3. Il secondo motivo di ricorso, mediante il quale si lamenta la violazione e/o falsa applicazione degli artt. 99 e 112 cod. proc. civ. sul rilievo che il giudice d’appello aveva divisato la legittimità dell’impugnata segnalazione sulla base di un ammontare del credito in sofferenza non veritiero (euro 201.088,00) essendo il credito acclarato di minore ammontare (euro 13.117,00), ed il terzo motivo di ricorso, mediante il quale si lamenta la violazione e/o falsa applicazione dell’art. 2043 cod. civ. e dei diritti costituzionali a presidio dei diritti della personalità sul rilievo che l’ingiustizia della segnalazione si rende configurabile anche nel caso di discrepanza grave tra importo segnalato e debito reale, esaminabili
congiuntamente, stante l’unitarietà della censura che vi è svolta, sono entrambi inammissibili.

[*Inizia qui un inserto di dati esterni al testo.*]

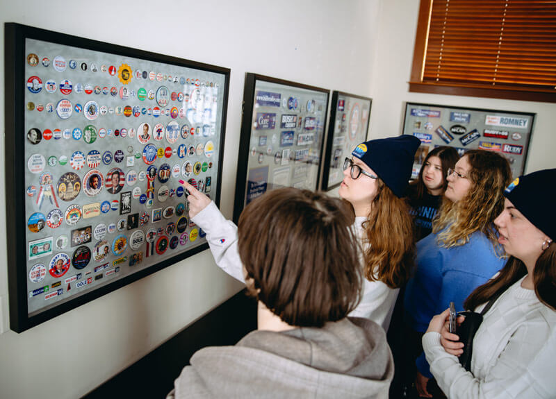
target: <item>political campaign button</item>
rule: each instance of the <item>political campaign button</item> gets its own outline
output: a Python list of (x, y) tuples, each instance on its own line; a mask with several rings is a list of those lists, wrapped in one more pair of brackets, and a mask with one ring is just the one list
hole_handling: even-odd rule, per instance
[(117, 150), (116, 152), (114, 153), (114, 160), (120, 163), (124, 160), (124, 151), (122, 150)]
[(27, 168), (33, 173), (40, 173), (44, 170), (47, 161), (42, 154), (33, 154), (27, 160)]
[(166, 250), (168, 248), (168, 237), (167, 237), (165, 235), (159, 237), (156, 241), (156, 245), (155, 246), (156, 253), (158, 255), (162, 255), (166, 252)]
[(161, 186), (158, 189), (158, 192), (156, 194), (156, 198), (158, 200), (158, 202), (164, 202), (167, 199), (168, 199), (168, 196), (170, 195), (170, 190), (168, 187), (165, 185)]
[(51, 79), (49, 79), (44, 83), (44, 90), (49, 93), (54, 93), (56, 91), (56, 83)]
[(112, 241), (112, 253), (116, 256), (120, 256), (124, 253), (127, 248), (127, 237), (121, 234), (114, 239)]
[(106, 173), (105, 182), (106, 191), (112, 194), (117, 194), (122, 191), (122, 188), (124, 187), (124, 185), (125, 185), (125, 182), (126, 177), (124, 171), (119, 168), (113, 168)]
[(110, 202), (107, 201), (102, 201), (102, 203), (100, 204), (100, 212), (102, 213), (108, 213), (110, 210)]
[(73, 107), (72, 102), (67, 99), (63, 99), (58, 102), (56, 105), (56, 114), (62, 119), (67, 119), (72, 116), (73, 112)]
[(33, 232), (38, 232), (47, 226), (47, 218), (40, 212), (35, 212), (29, 217), (27, 228)]
[(42, 263), (38, 263), (29, 271), (29, 280), (31, 282), (42, 281), (47, 275), (47, 267)]
[(131, 170), (127, 172), (127, 175), (126, 175), (126, 183), (127, 185), (132, 186), (137, 182), (137, 172), (133, 170)]
[(85, 103), (85, 117), (90, 121), (93, 121), (99, 116), (99, 104), (97, 101), (88, 101)]
[(156, 147), (154, 144), (147, 144), (143, 148), (143, 162), (147, 165), (152, 164), (156, 160)]
[(42, 80), (38, 76), (31, 76), (27, 79), (27, 88), (31, 93), (40, 92), (42, 90)]
[(102, 174), (98, 169), (91, 169), (83, 178), (83, 189), (85, 194), (95, 196), (100, 192), (104, 185)]
[(195, 164), (193, 165), (193, 173), (196, 175), (198, 175), (201, 173), (201, 169), (202, 166), (201, 165), (201, 162), (196, 162)]
[[(105, 226), (106, 230), (106, 226)], [(95, 262), (102, 262), (108, 257), (110, 253), (110, 244), (105, 239), (99, 239), (97, 244), (95, 244), (95, 248), (92, 250), (92, 256), (95, 258)]]
[(82, 214), (81, 206), (77, 204), (70, 205), (64, 214), (65, 223), (68, 226), (74, 226), (81, 219)]
[(70, 257), (63, 252), (56, 254), (50, 260), (48, 272), (50, 275), (58, 278), (64, 275), (70, 269)]
[(81, 180), (77, 173), (67, 172), (58, 180), (56, 192), (58, 197), (63, 201), (75, 199), (81, 191)]
[(85, 166), (85, 154), (81, 151), (75, 151), (70, 158), (70, 165), (76, 171), (81, 169)]
[(31, 128), (27, 132), (27, 139), (32, 144), (38, 144), (42, 139), (42, 133), (37, 128)]

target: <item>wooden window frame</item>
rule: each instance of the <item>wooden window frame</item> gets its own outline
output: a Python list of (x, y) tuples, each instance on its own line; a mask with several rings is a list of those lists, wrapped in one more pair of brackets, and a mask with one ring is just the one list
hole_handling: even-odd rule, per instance
[[(534, 88), (512, 87), (490, 88), (479, 84), (424, 82), (422, 74), (428, 40), (430, 14), (434, 0), (421, 0), (414, 49), (409, 92), (452, 96), (470, 96), (502, 99), (556, 103), (556, 92)], [(556, 88), (556, 87), (555, 87)]]

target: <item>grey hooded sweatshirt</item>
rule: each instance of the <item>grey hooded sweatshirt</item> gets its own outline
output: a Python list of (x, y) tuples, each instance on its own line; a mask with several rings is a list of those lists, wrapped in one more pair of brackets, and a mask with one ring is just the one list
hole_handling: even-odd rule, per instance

Per vero, tramite le doglianze in disamina, il ricorrente si duole qui dell’apprezzamento in fatto operato dal giudice d’appello e si propone di sollecitarne la rivalutazione chiedendo che, al giudizio espresso da questo, la Corte sostituisca il proprio, in spregio, però, al potere esclusivo che l’ordinamento assegna in parte qua al giudice di merito ed ai limiti propri dello scrutinio di legittimità che non costituisce un terzo grado di giudizio, in cui, dopo i due sfavorevolmente svoltisi in linea di merito, sia consentito porre rimedio alla pretesa ingiustizia della decisione impugnata.

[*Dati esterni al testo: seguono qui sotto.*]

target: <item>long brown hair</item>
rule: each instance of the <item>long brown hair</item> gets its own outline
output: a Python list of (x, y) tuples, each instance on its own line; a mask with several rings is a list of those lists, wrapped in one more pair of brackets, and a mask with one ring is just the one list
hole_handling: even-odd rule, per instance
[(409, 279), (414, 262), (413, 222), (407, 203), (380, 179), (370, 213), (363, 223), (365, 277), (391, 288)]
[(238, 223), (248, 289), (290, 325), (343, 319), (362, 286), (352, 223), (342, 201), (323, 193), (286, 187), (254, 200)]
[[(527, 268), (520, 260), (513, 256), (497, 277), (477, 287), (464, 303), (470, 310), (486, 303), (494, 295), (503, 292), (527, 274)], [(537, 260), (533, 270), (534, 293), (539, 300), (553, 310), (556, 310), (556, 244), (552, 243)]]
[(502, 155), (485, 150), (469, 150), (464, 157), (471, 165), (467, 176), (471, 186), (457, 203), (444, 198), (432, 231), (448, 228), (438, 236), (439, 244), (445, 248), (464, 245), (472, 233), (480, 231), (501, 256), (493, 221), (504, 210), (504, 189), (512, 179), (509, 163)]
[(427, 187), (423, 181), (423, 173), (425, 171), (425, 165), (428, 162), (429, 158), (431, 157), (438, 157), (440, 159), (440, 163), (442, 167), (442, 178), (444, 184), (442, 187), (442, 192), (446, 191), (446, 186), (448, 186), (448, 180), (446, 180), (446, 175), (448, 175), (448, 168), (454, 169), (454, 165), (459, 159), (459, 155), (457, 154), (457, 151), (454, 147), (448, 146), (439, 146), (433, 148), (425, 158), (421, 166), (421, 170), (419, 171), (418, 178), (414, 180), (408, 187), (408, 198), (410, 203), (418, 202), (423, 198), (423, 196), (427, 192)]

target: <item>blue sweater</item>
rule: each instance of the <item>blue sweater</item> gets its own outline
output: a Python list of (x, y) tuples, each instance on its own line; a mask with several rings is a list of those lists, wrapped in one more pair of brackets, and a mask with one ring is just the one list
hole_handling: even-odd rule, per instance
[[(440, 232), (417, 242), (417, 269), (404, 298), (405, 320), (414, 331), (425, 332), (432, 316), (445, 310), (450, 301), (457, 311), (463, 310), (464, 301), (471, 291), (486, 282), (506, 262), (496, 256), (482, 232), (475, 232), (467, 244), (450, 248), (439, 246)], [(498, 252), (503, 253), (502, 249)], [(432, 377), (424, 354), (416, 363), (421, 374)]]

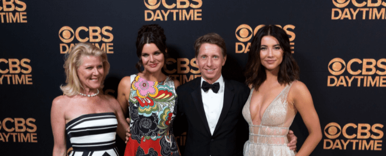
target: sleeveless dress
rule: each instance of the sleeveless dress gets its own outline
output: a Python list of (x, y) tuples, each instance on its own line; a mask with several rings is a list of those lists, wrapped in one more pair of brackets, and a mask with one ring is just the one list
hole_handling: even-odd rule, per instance
[(125, 156), (180, 155), (172, 123), (177, 113), (174, 82), (147, 81), (137, 75), (131, 78), (129, 111), (131, 137)]
[(73, 150), (69, 156), (118, 156), (115, 135), (118, 121), (113, 112), (81, 115), (66, 124)]
[(251, 89), (242, 114), (249, 125), (249, 138), (244, 145), (244, 155), (295, 155), (296, 152), (287, 146), (287, 134), (297, 111), (288, 106), (287, 101), (292, 83), (287, 85), (269, 104), (263, 114), (260, 125), (254, 125), (249, 110)]

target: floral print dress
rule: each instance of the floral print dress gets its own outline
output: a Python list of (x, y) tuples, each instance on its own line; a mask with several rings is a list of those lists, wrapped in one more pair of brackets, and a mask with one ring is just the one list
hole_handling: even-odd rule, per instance
[(172, 128), (177, 99), (174, 82), (133, 75), (129, 100), (131, 137), (125, 155), (180, 155)]

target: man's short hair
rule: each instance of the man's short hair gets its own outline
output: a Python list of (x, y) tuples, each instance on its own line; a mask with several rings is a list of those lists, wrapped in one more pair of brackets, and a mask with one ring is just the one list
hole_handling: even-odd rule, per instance
[(194, 43), (195, 57), (197, 57), (200, 53), (200, 48), (204, 43), (210, 43), (217, 45), (221, 49), (222, 56), (226, 56), (226, 46), (224, 39), (219, 35), (216, 33), (209, 33), (201, 36)]

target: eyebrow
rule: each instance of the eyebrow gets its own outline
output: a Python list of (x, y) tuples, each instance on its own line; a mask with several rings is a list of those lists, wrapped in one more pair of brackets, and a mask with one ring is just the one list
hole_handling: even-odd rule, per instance
[[(276, 46), (280, 46), (280, 44), (276, 44), (276, 45), (273, 45), (273, 47), (276, 47)], [(266, 45), (261, 45), (260, 46), (260, 47), (263, 47), (263, 46), (264, 46), (264, 47), (268, 47), (267, 46), (266, 46)]]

4. Il quarto motivo di ricorso, mediante il quale si lamenta la violazione e/o falsa applicazione dell’art. 11 d.lgs. 30 giugno 2003, n. 196 sul rilievo che la mancata attribuzione di rilevanza alla questione dell’esattezza o meno dell’importo indicato nell’appostazione della sofferenza urta contro l’obbligo dell’esattezza, dell’attualità e completezza dei dati personali trattati, ed il quinto motivo di ricorso, mediante il quale si lamenta la violazione e/o falsa applicazione delle norme contenute nel d.lgs. 1° settembre 1993, n. 385 sul rilievo che l’estrema esattezza dei dati trasmessi dagli intermediari è il presupposto indefettibile e ineludibile per una corretta valutazione della situazione finanziaria del cliente, esaminabili congiuntamente, in quanto evidenzianti censure analoghe, sono entrambi inammissibile.

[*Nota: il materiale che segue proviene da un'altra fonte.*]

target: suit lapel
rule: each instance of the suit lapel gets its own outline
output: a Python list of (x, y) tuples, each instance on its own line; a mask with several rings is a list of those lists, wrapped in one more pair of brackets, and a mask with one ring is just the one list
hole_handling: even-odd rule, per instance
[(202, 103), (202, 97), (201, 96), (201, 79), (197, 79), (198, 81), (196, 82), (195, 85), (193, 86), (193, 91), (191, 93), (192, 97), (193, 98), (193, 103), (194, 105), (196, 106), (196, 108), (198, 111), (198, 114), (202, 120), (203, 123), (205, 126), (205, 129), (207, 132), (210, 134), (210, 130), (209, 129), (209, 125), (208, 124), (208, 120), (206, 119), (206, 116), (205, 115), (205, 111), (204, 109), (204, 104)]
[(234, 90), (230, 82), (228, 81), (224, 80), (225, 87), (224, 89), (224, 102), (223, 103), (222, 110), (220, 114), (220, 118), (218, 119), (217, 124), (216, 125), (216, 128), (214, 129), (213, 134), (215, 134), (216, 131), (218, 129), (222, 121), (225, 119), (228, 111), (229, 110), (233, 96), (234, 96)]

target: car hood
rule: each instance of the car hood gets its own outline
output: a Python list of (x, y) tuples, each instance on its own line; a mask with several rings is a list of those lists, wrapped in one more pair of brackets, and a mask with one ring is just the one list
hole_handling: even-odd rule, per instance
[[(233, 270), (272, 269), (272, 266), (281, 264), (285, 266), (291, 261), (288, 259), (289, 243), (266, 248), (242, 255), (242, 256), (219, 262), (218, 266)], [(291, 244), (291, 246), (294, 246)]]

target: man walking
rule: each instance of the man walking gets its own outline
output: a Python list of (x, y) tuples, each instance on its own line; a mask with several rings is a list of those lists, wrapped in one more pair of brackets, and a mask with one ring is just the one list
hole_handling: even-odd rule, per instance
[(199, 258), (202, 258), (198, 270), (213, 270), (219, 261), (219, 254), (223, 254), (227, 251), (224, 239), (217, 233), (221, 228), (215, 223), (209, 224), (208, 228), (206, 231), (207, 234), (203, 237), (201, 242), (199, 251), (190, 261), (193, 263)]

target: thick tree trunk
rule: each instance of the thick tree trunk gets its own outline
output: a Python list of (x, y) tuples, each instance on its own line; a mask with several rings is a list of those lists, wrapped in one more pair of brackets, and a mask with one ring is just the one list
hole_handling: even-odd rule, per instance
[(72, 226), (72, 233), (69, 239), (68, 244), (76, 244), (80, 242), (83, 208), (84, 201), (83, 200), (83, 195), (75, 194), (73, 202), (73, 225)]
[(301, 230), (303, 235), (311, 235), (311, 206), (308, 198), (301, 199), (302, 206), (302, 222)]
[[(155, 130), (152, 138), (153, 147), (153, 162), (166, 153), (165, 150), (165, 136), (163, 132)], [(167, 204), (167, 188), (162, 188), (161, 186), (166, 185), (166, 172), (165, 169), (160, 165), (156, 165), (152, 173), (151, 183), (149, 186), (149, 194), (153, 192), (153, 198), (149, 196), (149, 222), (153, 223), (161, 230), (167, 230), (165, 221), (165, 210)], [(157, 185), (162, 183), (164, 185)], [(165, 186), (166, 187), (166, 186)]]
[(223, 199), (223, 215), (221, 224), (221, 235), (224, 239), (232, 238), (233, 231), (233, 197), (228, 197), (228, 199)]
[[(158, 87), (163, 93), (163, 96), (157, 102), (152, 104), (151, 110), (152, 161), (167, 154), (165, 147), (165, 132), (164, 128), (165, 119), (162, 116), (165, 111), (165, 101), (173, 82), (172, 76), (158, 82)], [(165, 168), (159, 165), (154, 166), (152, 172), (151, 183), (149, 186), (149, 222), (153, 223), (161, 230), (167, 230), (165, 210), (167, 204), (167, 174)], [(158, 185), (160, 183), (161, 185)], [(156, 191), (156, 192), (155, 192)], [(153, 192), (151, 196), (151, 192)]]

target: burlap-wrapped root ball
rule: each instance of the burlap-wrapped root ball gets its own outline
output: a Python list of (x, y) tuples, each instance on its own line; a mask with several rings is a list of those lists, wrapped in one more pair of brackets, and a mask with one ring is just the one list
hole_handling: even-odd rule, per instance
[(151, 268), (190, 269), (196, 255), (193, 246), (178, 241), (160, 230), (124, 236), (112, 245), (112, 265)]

Per vero, tramite le doglianze in disamina il ricorrente sollecita il giudizio di questa Corte su profili, che al di la della loro irrituale deduzione per le ragioni già più ampiamente illustrate altrove (Cass., Sez. I. 29/11/2016, 24298), non hanno alcuna afferenza con quanto statuito dal giudice d’appello (Cass., Sez. I, 7/11/2005, n. 21490), si ché esse si risolvono in una prospettazione del tutto astratta in
violazione del principio secondo cui i motivi di ricorso per cassazione non possono che attenere alle questioni ricomprese nel thema decidendum oggetto del confronto processuale (Cass., Sez. II,, 9/08/2018, n. 20694), consegnandosi diversamente ad un’inevitabile declaratoria di inammissibilità.
D’altro canto, la decisione impugnata è perfettamente in linea con l’indirizzo di questa Corte, secondo cui il prolungato inadempimento del correntista all’obbligo di rientrare dell’esposizione debitoria legittima la banca alla segnalazione alla Centrale Rischi (Cass. 31921/2019; 26361/2014).
Il ricorso va dunque dichiarato inammissibile.
Le spese seguono la soccombenza e si liquidano come da dispositivo.
Ove dovuto sussistono i presupposti per il raddoppio a carico del ricorrente del contributo unificato ai sensi del dell’art. 13, comma 1quater, d.P.R. 30 maggio 2002, n. 115.
P.Q.M.
Dichiara il ricorso inammissibile e condanna parte ricorrente al pagamento delle spese del presente giudizio che liquida in favore di parte resistente in euro 7200,00, di cui euro 200,00 per esborsi, oltre al 15% per spese generali ed accessori di legge.
Ai sensi del dell’art. 13, comma 1quater, d.P.R. 30 maggio 2002, n. 115 dichiara la sussistenza dei presupposti per il versamento da parte del ricorrente, ove dovuto, dell’ulteriore importo a titolo di contributo unificato pari a quello dovuto per il ricorso.
Cosi deciso in Roma nella camera di consiglio della I sezione civile il giorno 27.10.2023.